Vivir así tiene una extraordinaria ventaja: la libertad. El enorme placer de pensar por uno mismo. Eso que te lleva a ver las cosas no simplemente como son, sino por qué llegaron a ser de esa manera. Cuando asumes el pensamiento crítico, no percibes a la realidad como un hecho dado, inamovible, incambiable, sino como una situación contingente, resultado de decisiones humanas. La crisis del país se convierte en algo que es posible revertir, que es posible alterar mediante la acción decidida y el debate público intenso. La crítica se convierte en una forma de abastecer la esperanza en el país posible. Hablar mal de México se vuelve una forma de aspirar al país mejor.

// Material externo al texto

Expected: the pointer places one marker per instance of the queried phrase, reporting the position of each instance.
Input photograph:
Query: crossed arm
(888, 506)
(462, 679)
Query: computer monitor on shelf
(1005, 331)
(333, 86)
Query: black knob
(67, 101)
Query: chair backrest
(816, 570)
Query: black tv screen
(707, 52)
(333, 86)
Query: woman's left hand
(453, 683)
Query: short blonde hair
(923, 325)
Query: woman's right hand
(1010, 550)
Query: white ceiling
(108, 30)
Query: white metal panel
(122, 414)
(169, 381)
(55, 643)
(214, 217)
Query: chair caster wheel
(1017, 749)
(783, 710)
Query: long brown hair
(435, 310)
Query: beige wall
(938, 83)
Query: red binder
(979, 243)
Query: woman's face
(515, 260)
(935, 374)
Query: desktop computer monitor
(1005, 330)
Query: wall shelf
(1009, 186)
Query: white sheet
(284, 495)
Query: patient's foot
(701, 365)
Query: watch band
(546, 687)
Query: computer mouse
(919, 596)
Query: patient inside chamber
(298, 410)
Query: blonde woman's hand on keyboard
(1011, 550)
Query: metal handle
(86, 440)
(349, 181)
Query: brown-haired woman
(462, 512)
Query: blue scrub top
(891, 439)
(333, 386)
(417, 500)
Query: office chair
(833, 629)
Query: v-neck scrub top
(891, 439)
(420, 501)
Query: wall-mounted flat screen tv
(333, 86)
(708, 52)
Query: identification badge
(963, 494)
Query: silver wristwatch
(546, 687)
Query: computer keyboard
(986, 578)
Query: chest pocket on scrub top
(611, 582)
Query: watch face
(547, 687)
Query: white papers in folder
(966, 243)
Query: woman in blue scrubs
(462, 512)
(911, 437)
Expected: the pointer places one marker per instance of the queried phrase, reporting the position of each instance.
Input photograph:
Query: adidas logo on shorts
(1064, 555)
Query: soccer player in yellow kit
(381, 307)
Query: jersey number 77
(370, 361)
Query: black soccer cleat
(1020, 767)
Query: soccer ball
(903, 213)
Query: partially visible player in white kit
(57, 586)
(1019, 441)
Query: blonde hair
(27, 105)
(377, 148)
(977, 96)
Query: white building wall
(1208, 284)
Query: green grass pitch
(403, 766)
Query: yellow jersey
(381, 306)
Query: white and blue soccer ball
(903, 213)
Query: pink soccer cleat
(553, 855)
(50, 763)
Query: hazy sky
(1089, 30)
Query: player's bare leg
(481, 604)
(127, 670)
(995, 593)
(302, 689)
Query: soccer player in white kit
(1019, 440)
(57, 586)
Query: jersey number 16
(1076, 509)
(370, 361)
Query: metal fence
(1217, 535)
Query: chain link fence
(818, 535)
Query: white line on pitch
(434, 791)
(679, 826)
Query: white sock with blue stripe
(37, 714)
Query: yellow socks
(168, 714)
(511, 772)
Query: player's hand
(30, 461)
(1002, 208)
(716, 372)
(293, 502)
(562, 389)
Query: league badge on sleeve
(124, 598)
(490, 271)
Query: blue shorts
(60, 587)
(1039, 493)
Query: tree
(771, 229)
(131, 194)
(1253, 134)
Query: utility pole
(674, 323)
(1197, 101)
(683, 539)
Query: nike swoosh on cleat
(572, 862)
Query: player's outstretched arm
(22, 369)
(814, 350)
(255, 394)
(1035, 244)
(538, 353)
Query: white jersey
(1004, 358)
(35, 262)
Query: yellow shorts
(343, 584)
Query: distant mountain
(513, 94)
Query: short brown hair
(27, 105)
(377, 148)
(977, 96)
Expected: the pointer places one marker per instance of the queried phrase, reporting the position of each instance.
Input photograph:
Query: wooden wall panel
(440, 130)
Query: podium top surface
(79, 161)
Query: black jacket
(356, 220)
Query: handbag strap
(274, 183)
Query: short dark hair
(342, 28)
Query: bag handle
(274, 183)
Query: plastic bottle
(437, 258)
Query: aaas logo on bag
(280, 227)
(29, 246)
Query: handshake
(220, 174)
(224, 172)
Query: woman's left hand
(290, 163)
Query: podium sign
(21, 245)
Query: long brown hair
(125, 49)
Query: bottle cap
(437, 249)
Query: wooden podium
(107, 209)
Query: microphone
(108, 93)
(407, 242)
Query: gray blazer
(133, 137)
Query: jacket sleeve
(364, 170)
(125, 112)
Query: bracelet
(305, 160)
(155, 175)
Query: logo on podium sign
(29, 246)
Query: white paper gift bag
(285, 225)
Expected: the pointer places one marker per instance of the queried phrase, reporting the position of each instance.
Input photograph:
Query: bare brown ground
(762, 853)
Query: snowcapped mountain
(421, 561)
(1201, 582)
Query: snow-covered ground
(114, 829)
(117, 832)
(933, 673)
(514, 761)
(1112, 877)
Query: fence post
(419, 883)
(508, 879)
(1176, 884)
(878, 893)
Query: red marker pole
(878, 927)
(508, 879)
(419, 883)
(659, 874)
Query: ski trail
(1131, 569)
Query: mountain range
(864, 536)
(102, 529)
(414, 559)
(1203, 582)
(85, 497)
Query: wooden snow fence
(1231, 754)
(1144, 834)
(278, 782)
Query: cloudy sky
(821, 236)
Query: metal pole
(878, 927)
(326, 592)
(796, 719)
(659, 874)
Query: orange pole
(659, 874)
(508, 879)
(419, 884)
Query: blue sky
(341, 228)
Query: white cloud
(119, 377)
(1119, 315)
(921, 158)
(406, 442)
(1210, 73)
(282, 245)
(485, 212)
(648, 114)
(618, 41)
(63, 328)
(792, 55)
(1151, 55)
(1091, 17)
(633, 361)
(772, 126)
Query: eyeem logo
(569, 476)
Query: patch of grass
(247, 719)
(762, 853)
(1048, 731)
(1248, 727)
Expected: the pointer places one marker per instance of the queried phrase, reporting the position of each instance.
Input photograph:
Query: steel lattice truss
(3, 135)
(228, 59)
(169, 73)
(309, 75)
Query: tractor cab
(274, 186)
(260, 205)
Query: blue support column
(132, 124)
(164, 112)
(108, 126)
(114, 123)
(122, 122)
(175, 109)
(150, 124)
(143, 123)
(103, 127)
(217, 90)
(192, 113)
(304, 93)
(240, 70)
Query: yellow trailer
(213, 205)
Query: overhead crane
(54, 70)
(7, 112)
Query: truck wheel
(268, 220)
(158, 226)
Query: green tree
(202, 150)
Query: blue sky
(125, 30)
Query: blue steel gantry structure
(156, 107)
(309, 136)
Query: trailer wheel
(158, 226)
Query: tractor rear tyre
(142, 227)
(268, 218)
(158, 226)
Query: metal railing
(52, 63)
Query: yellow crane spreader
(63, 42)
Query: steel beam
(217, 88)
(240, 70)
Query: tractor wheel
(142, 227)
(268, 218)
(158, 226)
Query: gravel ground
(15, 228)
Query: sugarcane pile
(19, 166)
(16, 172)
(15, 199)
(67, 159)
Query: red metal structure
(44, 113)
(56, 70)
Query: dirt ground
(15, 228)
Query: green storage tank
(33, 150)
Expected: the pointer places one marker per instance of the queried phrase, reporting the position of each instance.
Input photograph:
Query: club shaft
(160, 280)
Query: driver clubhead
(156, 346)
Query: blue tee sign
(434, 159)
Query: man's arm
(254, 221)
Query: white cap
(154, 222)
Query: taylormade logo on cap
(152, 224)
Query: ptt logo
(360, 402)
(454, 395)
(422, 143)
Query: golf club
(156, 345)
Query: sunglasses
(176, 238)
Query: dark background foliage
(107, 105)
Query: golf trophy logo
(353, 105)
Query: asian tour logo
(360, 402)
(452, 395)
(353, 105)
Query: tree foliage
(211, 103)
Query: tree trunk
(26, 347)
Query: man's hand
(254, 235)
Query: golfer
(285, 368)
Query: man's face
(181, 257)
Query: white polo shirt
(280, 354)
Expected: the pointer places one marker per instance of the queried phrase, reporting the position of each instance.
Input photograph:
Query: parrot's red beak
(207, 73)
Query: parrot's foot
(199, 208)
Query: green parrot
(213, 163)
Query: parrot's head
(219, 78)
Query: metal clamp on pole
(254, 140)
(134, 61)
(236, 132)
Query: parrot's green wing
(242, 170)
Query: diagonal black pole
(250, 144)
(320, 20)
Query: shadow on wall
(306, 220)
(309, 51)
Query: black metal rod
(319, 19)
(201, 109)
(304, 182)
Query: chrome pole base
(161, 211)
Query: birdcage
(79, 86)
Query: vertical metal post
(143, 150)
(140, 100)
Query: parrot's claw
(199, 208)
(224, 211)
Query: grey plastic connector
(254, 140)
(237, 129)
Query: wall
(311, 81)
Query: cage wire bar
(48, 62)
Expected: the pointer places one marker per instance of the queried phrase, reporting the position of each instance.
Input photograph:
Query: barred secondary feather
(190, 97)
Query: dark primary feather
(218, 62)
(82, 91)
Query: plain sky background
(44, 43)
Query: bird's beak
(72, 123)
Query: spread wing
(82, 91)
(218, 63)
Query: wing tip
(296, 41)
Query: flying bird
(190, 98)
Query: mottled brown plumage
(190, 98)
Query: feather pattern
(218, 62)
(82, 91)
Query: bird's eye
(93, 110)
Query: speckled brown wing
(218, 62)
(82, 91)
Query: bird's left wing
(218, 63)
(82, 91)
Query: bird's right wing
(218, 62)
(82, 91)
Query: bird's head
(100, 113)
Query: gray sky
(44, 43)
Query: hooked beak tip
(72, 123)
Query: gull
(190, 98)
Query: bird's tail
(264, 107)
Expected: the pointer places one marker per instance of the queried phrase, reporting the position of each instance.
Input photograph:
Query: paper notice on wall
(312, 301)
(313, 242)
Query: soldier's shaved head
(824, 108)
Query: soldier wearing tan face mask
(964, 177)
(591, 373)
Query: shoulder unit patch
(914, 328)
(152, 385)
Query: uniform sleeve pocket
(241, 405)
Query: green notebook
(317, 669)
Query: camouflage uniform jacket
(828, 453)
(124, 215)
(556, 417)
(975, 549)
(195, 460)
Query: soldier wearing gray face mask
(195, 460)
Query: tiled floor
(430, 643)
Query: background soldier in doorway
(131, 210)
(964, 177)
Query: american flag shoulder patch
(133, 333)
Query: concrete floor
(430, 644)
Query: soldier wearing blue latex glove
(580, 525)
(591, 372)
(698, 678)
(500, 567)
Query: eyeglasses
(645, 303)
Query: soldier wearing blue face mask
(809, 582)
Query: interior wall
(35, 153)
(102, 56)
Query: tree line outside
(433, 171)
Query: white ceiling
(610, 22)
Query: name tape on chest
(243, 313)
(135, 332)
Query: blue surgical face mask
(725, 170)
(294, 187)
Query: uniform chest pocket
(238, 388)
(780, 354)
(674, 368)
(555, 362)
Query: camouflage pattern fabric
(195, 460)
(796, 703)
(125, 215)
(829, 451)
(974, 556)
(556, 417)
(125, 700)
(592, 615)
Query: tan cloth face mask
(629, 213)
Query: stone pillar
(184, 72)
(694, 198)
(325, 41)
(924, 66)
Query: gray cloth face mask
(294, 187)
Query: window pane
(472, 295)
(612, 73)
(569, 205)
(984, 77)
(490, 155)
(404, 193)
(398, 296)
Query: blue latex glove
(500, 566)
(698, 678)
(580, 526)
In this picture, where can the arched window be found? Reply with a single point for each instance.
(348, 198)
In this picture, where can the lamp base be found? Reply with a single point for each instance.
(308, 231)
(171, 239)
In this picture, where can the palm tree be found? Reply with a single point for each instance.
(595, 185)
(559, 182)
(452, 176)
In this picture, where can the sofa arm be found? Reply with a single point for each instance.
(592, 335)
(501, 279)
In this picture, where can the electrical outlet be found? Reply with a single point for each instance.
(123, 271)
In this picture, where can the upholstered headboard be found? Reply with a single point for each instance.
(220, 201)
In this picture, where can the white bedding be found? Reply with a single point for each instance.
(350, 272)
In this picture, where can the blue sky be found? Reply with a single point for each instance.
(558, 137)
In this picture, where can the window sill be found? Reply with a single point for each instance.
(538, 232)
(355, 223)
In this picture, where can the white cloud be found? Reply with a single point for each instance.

Esta es una posición vital extraordinariamente útil pero heterodoxa en un lugar que cambia pero muy lentamente debido a la complicidad de sus habitantes y sus gobernantes. Porque hay tantos que parten de la premisa: "así es México". Tantos que parten de la inevitabilidad. Tantos que parten de la conformidad. Ya lo decía Octavio Paz: "Y si no somos todos estoicos e impasibles –como Juárez y Cuauhtémoc– al menos procuramos ser resignados, pacientes y sufridos. La resignación es una de nuestras virtudes populares. Más que el brillo de nuestras victorias nos conmueve nuestra entereza ante la adversidad". Allí está nuestro conformismo con la corrupción cuando es compartida. Nuestra propensión a compararnos hacia abajo y congratularnos –como lo hace Felipe Calderón– porque por lo menos México no es tan violento como la ciudad de Nueva Orleáns.

Ante esa propensión al conformismo te invito a hablar mal de México. A formar parte de los ciudadanos que se rehúsan a aceptar la lógica compartida del "por lo menos". A los que ejercen a cabalidad el oficio de la ciudadanía crítica. A los que alzan un espejo para que un país pueda verse a sí mismo tal y como es. A los que dicen "no". A los que resisten el uso arbitrario de la autoridad. A los que asumen el reto de la inteligencia libre. A los que piensan diferente. A los que declaran que el emperador está desnudo. A los que se involucran en causas y en temas y en movimientos más grandes que sí mismos. A los que en tiempos de grandes disyuntivas éticas no permanecen neutrales. A los que se niegan a ser espectadores de la injusticia o la estupidez. A los que critican a México porque están cansados de aquello que Carlos Pellicer llamó "el esplendor ausente". A los que cantan en la oscuridad porque es la única forma de iluminarla.